Roger Ebert, in his review calls Pretty Woman “the sweetest and most openhearted love fable” since The Princess Bride. I really don’t see it. I think he couldn’t be more wrong. Except, America bought into that, too. Number one with $11 million it’s opening weekend. And $178 million total domestic. With a budget of $14 million.
(It took #1 from The Hunt for Red October, which had made $17, $14 and $11 million the previous three weeks. I think I saw that one its opening weekend. #3 was Joe Versus the Volcano in its third week—I probably saw that later because I saw that one at a second run theater—the Academy in Pasadena. Saw The Lord of the Flies (#6 that weekend) at the Academy also.)
We bought into the fairy tale, the fable, whatever you want to call it. It wasn’t anywhere near as wholesome as The Princess Bride a few years earlier (though it was far more wholesome than $3,000. Ebert acknowledges, “There could indeed be... an entirely different movie made from the same material—a more realistic film, in which the cold economic realities of the lives of both characters would make it unlikely they could stay together.” I imagine something with a tone more like Leaving Las Vegas. Ebert ends his review: “And, for that matter, a final scene involving a limousine, a fire escape and some flowers is awkward and feels tacked on. But by the end of the movie I was happy to have it close as it does.” We all were. Because we’re shallow when it comes to cinematic romance. Give us a guy and a girl and we yearn for them to get together even before they do. We grow up on happily ever after and we demand it constantly, no matter how unrealistic it may be.

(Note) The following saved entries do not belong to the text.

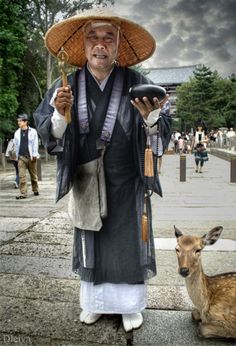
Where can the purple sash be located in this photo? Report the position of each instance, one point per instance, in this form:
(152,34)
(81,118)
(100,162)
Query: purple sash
(112,110)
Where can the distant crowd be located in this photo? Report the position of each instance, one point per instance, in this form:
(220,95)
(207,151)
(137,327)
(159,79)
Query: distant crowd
(183,143)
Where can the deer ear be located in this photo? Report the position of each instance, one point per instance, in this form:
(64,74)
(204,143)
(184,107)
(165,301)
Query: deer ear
(212,236)
(178,233)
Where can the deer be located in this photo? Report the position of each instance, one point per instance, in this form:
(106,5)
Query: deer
(214,297)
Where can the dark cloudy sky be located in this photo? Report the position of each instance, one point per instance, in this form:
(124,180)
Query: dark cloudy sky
(187,32)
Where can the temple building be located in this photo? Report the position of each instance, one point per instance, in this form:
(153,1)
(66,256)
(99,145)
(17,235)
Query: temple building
(170,78)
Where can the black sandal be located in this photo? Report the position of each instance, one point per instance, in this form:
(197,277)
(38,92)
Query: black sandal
(20,197)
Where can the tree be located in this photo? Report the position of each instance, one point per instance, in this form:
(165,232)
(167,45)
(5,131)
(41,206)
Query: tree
(12,48)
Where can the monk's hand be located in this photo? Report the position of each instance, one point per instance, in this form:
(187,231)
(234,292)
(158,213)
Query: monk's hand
(64,99)
(145,107)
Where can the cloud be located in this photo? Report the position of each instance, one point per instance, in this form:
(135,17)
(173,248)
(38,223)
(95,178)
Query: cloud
(188,31)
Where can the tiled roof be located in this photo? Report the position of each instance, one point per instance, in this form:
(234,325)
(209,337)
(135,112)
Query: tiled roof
(171,75)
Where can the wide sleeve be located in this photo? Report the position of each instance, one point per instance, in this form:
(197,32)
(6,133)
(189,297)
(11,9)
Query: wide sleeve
(43,115)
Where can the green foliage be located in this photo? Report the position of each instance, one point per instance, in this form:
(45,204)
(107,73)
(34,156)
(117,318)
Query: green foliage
(208,97)
(12,48)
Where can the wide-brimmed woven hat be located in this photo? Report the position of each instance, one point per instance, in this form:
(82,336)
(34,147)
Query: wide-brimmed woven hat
(136,43)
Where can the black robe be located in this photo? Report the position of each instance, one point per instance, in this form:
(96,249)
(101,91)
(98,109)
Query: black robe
(117,253)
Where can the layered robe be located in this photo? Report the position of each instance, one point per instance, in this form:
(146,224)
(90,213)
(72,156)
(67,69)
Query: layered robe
(115,256)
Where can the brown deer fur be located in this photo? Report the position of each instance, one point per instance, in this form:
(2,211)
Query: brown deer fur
(213,296)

(Hell, even $3,000 ends on an almost happy note as, with $3,000 to her name, Vivian takes Kit to Disneyland. Maybe that’s why Disney bought the film—it ends at the happiest place on earth. Then, Disney realized what it bought, and mangled it just enough that it played like an even shallower version of Cinderella for the modern age.)
And, in America especially, we dream of the kind of simplistic makeover this movie presents—a little cash to throw around and in a single day, low class becomes high class. The rich don’t like nouveau riche. But, we do, because we want to be it. The romance of the “love story” goes hand-in-hand with the romance of the money. That Dowd and Pallotta (2000) “cultural norm” the other movies I’ve watched this month barely touch on—“the integration of the romantic couple as workers and consumers in the existing structure of modern capitalism” (p. 565)—is central here. The two leads are involved in business in such a way that they must detach themselves from it to perform. Edward ignores the employees he may ruin, Vivian has sex like a robot. That’s modern capitalism for ya.

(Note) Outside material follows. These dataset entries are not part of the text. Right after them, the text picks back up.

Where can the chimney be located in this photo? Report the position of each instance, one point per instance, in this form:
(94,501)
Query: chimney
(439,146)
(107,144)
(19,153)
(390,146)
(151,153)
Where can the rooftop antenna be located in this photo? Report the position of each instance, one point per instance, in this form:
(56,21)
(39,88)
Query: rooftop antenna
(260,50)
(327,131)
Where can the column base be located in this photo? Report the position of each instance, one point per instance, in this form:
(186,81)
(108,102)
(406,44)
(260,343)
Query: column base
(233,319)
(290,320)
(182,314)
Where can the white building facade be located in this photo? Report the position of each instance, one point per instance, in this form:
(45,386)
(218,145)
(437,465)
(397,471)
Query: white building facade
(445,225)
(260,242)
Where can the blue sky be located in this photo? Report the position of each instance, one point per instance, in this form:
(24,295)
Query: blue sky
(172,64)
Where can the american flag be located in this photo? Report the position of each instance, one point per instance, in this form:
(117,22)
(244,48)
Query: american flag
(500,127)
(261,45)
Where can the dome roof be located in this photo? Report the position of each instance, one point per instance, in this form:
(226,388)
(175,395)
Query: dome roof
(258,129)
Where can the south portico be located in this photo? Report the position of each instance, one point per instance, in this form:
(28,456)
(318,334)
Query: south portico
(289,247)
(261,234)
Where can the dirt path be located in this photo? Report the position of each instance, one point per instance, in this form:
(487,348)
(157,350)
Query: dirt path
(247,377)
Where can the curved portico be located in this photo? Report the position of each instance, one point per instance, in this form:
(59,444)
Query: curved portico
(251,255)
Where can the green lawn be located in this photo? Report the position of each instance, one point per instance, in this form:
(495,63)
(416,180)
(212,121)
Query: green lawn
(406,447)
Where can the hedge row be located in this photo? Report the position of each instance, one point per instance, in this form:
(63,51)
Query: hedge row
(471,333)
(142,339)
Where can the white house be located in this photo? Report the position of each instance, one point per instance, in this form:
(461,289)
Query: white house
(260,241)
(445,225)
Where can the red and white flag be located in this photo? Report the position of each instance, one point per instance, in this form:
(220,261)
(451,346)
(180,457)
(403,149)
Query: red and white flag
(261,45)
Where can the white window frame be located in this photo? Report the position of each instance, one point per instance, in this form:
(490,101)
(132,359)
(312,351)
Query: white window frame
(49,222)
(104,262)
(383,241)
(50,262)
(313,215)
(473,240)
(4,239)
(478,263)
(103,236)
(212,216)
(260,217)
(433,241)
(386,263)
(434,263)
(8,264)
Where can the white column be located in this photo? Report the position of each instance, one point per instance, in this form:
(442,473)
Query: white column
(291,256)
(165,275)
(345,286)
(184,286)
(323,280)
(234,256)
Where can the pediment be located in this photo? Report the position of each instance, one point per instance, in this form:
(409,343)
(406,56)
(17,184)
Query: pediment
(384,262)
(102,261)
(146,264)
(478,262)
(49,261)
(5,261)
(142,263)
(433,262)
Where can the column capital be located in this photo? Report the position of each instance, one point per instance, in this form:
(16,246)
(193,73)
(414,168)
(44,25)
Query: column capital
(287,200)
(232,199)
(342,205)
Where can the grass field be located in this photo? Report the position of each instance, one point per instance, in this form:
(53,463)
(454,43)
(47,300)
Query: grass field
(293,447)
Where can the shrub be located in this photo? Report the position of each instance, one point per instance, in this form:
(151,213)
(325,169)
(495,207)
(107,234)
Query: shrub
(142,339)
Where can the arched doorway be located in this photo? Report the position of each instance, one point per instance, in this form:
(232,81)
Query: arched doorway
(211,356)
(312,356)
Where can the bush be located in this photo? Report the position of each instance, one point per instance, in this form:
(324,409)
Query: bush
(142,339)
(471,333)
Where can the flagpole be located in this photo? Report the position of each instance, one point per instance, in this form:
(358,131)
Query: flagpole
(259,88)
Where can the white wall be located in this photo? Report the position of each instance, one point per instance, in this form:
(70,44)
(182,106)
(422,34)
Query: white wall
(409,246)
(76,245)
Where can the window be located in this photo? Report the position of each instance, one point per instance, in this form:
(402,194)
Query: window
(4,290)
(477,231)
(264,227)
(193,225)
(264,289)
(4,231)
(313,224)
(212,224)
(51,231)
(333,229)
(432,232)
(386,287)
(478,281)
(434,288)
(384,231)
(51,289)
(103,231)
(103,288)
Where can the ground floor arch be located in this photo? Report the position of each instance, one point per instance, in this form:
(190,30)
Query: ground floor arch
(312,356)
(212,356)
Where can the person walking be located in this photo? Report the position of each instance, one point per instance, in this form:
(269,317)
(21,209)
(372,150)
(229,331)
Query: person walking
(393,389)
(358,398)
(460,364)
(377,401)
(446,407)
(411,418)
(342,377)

Explaining how she followed a guy (a “bum”) out to Hollywood, Vivian tells Edward, “So, here I was: no money, no friends, no bum.”
“And you chose this as your profession?”
And, she lays it all out...
I worked at a couple fast food places, parked cars at wrestling, and I couldn’t make the rent. I was too ashamed to go home. That’s when I met Kit. She was a hooker and made it sound so great. So one day I did it. I cried the whole time. But then I got some regulars and, you know... It’s not like anybody plans this; it’s not your childhood dream.
That’s modern romance for ya. Broken hearts, broken dreams, sell yourself to the right guy and everything will work out fine.